Bug #19744
closedmon: pg_create not re-sent after primary osd changed
0%
Description
This happened during an upgrade test, but I think the issue has nothing to do with upgrades.
pg_create arrives while osd is starting (pool create and osd restart race! this is probably why teh upgrade suite triggered it):
2017-04-20 20:35:45.300933 7fef1a23e700 1 -- 172.21.15.67:6811/13837 <== mon.0 172.21.15.47:6789/0 10 ==== osd_pg_create(e6 3.2:6 3.4:6 3.7:6) v3 ==== 235+0+0 (1372823504 0 0) 0x7fef36d83200 con 0x7fef36c4a000 2017-04-20 20:35:45.300946 7fef1a23e700 20 osd.1 5 OSD::ms_dispatch: osd_pg_create(e6 3.2:6 3.4:6 3.7:6) v3 2017-04-20 20:35:45.300950 7fef1a23e700 10 osd.1 5 do_waiters -- start 2017-04-20 20:35:45.300952 7fef1a23e700 10 osd.1 5 do_waiters -- finish 2017-04-20 20:35:45.300954 7fef1a23e700 20 osd.1 5 _dispatch 0x7fef36d83200 osd_pg_create(e6 3.2:6 3.4:6 3.7:6) v3 2017-04-20 20:35:45.300969 7fef1a23e700 10 osd.1 5 handle_pg_create osd_pg_create(e6 3.2:6 3.4:6 3.7:6) v3 2017-04-20 20:35:45.300974 7fef1a23e700 15 osd.1 5 require_same_or_newer_map 6 (i am 5) 0x7fef36d83200 2017-04-20 20:35:45.300976 7fef1a23e700 7 osd.1 5 waiting for newer map epoch 6 > my 5 with 0x7fef36d83200
the osd goes active..
2017-04-20 20:35:47.446319 7fef1f17e700 1 osd.1 8 state: booting -> active
and then we reprocess teh message
2017-04-20 20:35:47.456488 7fef1923c700 10 osd.1 8 handle_pg_create osd_pg_create(e6 3.2:6 3.4:6 3.7:6) v3 2017-04-20 20:35:47.456494 7fef1923c700 15 osd.1 8 require_same_or_newer_map 6 (i am 8) 0x7fef36d83200 2017-04-20 20:35:47.456496 7fef1923c700 7 osd.1 8 from pre-up epoch 6 < 8
Updated by Sage Weil about 7 years ago
I think the require_self_aliveness() can be ignored in the pg_create case. That's the simplest fix.
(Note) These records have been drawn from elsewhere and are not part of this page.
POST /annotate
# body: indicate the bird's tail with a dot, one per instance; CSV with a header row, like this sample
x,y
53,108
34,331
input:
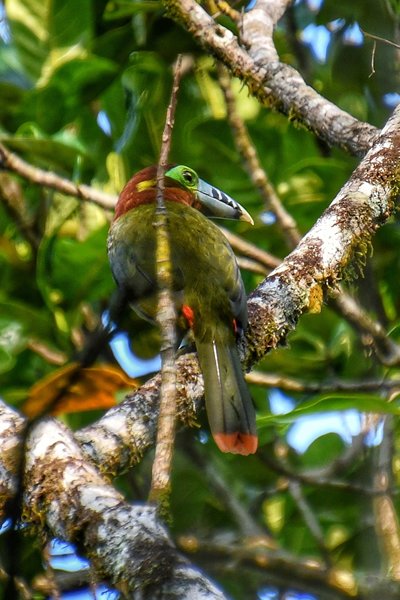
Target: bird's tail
x,y
229,405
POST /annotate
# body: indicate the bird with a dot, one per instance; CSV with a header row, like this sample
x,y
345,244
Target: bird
x,y
206,282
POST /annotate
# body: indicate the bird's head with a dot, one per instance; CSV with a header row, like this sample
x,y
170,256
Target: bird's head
x,y
182,184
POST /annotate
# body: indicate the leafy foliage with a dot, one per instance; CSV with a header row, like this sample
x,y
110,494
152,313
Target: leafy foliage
x,y
83,92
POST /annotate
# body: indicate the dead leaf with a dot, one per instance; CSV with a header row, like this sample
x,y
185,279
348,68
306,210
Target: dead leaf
x,y
74,389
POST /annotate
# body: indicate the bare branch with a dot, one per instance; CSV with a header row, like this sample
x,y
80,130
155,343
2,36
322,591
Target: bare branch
x,y
166,317
272,82
12,162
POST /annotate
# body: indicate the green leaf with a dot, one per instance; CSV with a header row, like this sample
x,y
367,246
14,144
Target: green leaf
x,y
335,402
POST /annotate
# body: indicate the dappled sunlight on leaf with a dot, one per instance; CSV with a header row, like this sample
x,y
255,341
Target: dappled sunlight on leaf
x,y
73,389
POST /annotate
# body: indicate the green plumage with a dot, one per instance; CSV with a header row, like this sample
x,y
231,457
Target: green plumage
x,y
207,279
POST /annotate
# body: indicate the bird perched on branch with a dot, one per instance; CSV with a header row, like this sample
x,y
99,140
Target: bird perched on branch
x,y
207,286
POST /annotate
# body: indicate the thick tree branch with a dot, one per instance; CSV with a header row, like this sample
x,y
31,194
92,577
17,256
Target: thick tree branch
x,y
124,433
12,162
341,234
126,544
272,82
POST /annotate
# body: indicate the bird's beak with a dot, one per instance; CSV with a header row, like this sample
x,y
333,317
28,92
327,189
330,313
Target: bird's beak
x,y
219,205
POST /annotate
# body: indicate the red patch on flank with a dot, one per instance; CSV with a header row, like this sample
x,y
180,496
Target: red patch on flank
x,y
236,443
188,314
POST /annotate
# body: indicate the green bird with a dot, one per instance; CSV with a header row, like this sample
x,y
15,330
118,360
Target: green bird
x,y
208,289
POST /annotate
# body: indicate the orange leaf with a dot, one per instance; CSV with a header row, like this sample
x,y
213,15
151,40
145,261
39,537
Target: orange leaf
x,y
74,389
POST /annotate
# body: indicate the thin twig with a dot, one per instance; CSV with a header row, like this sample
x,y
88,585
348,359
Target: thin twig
x,y
166,316
12,162
315,387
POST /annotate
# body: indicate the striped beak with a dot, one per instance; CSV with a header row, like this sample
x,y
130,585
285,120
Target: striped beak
x,y
219,205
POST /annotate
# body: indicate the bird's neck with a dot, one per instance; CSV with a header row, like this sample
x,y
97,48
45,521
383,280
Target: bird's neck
x,y
130,198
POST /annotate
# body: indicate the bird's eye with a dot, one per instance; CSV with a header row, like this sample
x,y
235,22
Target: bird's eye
x,y
188,176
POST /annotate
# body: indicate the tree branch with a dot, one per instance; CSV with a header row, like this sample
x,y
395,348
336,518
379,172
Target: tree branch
x,y
271,81
126,544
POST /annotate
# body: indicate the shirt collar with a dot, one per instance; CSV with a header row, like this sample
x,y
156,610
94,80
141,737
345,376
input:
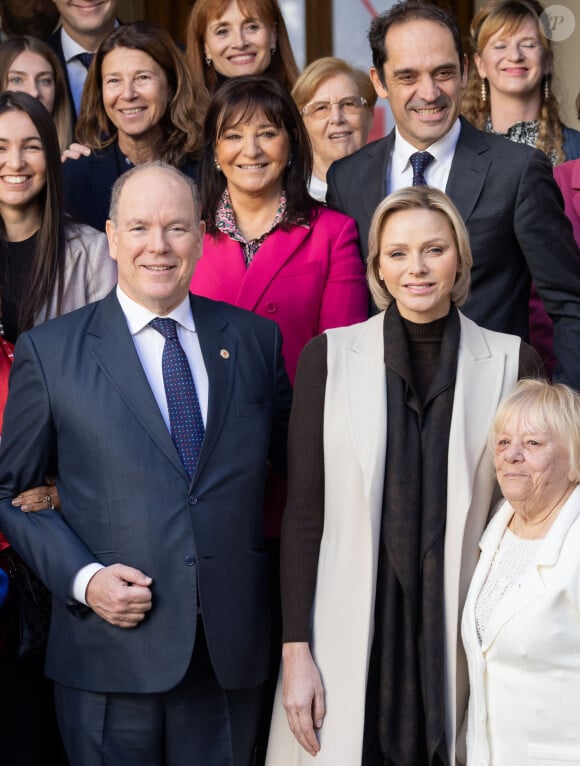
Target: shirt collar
x,y
442,150
138,317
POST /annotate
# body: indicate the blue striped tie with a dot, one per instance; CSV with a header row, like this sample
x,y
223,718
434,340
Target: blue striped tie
x,y
186,422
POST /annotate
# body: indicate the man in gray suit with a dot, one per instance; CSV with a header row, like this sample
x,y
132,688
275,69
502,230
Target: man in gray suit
x,y
504,191
159,639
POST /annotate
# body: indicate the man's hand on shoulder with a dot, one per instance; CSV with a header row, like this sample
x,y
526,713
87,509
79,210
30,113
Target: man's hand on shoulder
x,y
120,595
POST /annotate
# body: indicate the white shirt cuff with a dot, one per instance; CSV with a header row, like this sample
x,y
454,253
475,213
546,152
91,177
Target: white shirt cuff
x,y
81,581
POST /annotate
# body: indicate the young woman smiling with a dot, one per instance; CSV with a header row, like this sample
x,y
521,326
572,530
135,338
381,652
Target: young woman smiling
x,y
29,65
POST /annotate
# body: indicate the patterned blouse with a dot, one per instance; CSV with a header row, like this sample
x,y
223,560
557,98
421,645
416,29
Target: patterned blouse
x,y
225,220
520,133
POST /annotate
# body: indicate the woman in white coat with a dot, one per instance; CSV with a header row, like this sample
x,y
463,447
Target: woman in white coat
x,y
389,491
521,624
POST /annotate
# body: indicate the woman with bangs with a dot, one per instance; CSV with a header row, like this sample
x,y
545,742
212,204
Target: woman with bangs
x,y
138,105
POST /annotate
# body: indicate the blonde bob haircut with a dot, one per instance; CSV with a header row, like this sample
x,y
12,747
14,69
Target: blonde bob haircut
x,y
418,198
324,68
539,406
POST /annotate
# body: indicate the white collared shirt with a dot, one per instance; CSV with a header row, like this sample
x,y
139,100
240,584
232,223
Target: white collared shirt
x,y
400,172
149,345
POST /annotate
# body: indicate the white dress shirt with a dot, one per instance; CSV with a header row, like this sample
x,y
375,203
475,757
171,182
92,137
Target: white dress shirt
x,y
149,345
400,172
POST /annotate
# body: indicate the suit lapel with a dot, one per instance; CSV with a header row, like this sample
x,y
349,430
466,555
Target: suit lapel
x,y
478,390
469,169
219,350
109,342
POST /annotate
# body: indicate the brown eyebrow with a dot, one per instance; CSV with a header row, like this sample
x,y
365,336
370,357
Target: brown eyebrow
x,y
23,71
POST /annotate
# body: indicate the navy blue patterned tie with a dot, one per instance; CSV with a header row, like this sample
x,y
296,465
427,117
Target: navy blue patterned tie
x,y
86,59
185,419
420,161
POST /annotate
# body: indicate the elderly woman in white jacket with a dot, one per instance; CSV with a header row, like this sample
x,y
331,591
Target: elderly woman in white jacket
x,y
521,623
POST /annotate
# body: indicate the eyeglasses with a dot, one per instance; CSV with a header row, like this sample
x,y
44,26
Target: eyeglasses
x,y
319,110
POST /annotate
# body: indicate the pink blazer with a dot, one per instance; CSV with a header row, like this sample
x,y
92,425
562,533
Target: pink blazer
x,y
567,177
308,279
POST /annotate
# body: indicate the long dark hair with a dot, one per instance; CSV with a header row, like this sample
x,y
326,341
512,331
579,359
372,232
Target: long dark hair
x,y
181,124
237,100
48,261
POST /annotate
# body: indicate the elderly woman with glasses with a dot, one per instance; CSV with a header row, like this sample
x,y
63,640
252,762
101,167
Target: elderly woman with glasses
x,y
336,102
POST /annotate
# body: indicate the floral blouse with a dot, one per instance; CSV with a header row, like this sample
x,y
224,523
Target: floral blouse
x,y
226,222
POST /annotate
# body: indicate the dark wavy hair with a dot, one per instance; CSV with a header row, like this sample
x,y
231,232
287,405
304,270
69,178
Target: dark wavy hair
x,y
509,16
61,115
235,102
182,122
283,66
48,261
401,13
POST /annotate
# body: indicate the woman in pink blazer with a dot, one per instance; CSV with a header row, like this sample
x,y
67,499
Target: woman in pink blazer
x,y
567,177
269,247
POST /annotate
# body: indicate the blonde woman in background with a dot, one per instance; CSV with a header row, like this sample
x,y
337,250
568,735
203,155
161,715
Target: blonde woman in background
x,y
336,102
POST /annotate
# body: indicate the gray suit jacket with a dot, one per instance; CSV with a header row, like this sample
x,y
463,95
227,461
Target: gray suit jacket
x,y
514,214
80,406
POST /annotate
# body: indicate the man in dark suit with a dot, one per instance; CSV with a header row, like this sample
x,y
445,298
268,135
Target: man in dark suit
x,y
159,640
85,24
505,192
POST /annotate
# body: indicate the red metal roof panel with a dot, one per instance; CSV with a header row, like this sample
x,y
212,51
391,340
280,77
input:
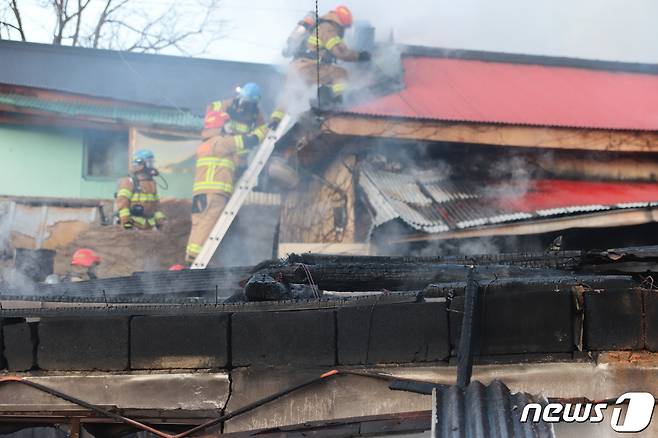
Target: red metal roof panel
x,y
521,94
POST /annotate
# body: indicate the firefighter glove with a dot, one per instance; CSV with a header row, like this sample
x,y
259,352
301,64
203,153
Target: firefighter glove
x,y
251,141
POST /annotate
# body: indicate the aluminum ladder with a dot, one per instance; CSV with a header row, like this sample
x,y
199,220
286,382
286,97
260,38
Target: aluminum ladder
x,y
247,182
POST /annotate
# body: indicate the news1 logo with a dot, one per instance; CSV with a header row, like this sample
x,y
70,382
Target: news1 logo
x,y
638,413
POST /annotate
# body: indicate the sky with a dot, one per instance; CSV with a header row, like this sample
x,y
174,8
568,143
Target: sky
x,y
618,30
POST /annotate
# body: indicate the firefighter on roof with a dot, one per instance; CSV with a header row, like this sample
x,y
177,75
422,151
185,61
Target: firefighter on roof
x,y
137,200
231,128
321,42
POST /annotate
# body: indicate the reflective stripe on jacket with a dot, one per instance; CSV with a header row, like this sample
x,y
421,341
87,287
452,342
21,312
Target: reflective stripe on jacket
x,y
147,196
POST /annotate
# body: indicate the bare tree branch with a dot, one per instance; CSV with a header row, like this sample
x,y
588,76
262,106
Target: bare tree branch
x,y
19,21
129,24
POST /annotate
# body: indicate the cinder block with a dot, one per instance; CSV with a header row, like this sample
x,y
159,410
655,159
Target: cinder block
x,y
400,333
18,345
88,343
613,320
283,338
186,341
651,319
517,318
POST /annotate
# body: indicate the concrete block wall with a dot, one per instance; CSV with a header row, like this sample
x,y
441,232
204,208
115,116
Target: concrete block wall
x,y
547,322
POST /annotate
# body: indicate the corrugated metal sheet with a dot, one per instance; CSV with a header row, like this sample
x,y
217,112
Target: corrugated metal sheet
x,y
479,411
435,206
144,116
497,92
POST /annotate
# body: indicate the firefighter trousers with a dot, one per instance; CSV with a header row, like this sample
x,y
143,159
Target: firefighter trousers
x,y
206,209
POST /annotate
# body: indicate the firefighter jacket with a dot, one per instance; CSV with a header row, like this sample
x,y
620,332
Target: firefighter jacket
x,y
222,147
329,39
224,118
138,202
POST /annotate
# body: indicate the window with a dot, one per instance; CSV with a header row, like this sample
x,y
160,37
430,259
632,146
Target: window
x,y
106,154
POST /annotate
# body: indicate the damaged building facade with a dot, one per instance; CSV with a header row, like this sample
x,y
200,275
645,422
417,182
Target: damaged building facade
x,y
377,309
481,152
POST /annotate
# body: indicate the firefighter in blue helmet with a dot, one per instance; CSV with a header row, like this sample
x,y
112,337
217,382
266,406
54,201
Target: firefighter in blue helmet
x,y
137,200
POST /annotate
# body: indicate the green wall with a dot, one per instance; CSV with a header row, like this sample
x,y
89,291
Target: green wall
x,y
48,162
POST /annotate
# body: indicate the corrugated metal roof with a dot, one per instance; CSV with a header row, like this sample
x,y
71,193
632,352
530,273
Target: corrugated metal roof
x,y
498,92
144,116
441,205
479,411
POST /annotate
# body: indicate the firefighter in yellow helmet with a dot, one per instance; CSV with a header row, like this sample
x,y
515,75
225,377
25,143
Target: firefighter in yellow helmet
x,y
324,43
231,127
137,199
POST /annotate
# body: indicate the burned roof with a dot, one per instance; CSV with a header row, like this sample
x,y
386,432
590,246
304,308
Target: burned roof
x,y
427,202
171,81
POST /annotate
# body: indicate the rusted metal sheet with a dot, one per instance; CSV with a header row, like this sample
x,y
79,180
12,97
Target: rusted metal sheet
x,y
430,204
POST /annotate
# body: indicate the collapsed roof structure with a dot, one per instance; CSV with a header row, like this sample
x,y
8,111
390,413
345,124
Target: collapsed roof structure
x,y
473,150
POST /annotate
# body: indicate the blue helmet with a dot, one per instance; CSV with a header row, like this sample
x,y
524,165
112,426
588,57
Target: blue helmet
x,y
143,156
249,92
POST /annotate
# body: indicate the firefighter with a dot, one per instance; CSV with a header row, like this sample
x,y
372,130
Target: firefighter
x,y
83,265
324,44
231,128
137,199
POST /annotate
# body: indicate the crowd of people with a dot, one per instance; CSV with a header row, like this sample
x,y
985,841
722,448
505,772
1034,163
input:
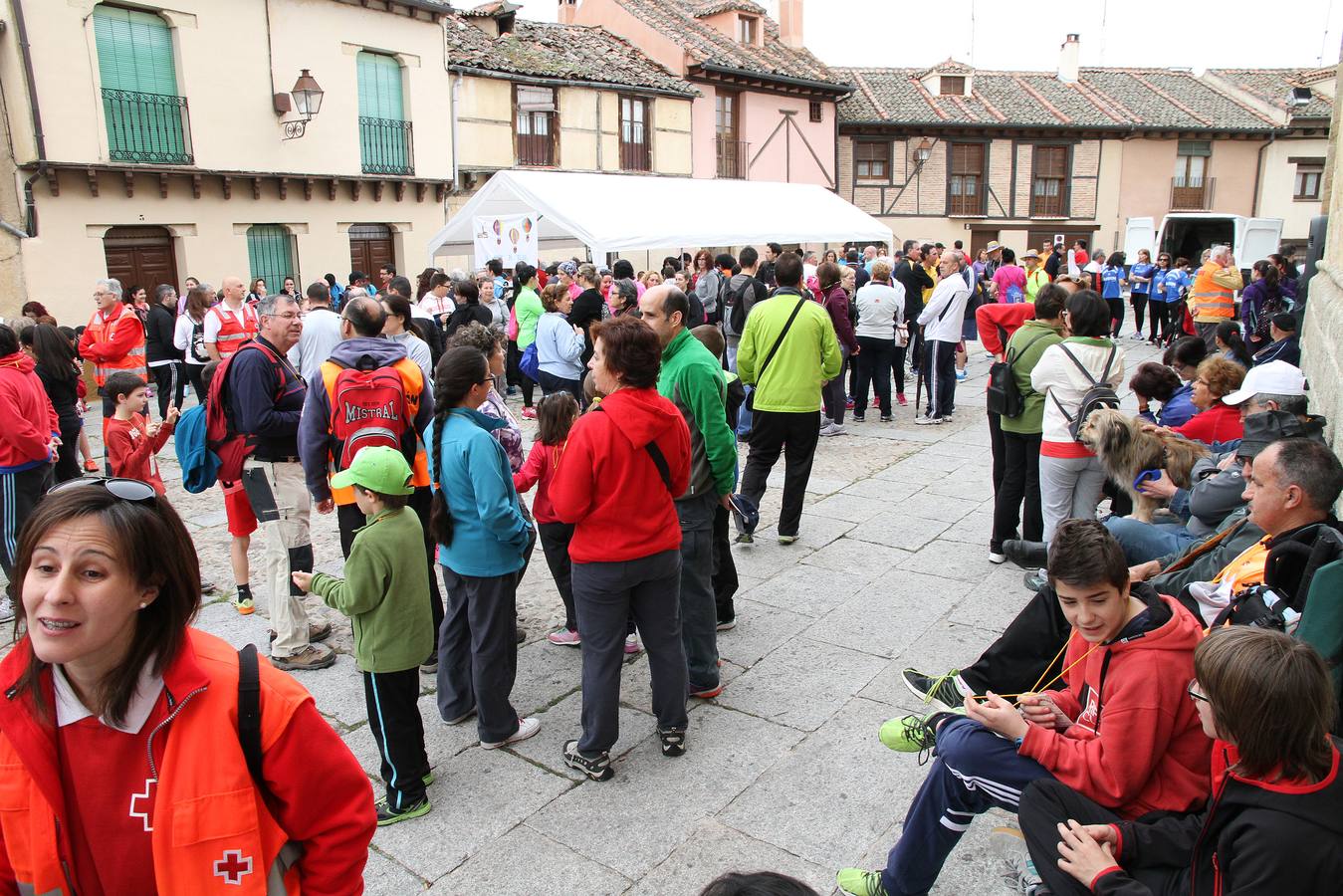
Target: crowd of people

ALternatively, subscriptions could be reset when the osd goes active, but i don't think the mon protocol lets you do that. :(
Updated by Sage Weil about 7 years ago
Actually, wait: I think the mon should recalculate the pg mapping when the osd goes "up" in 8 and resend the create message?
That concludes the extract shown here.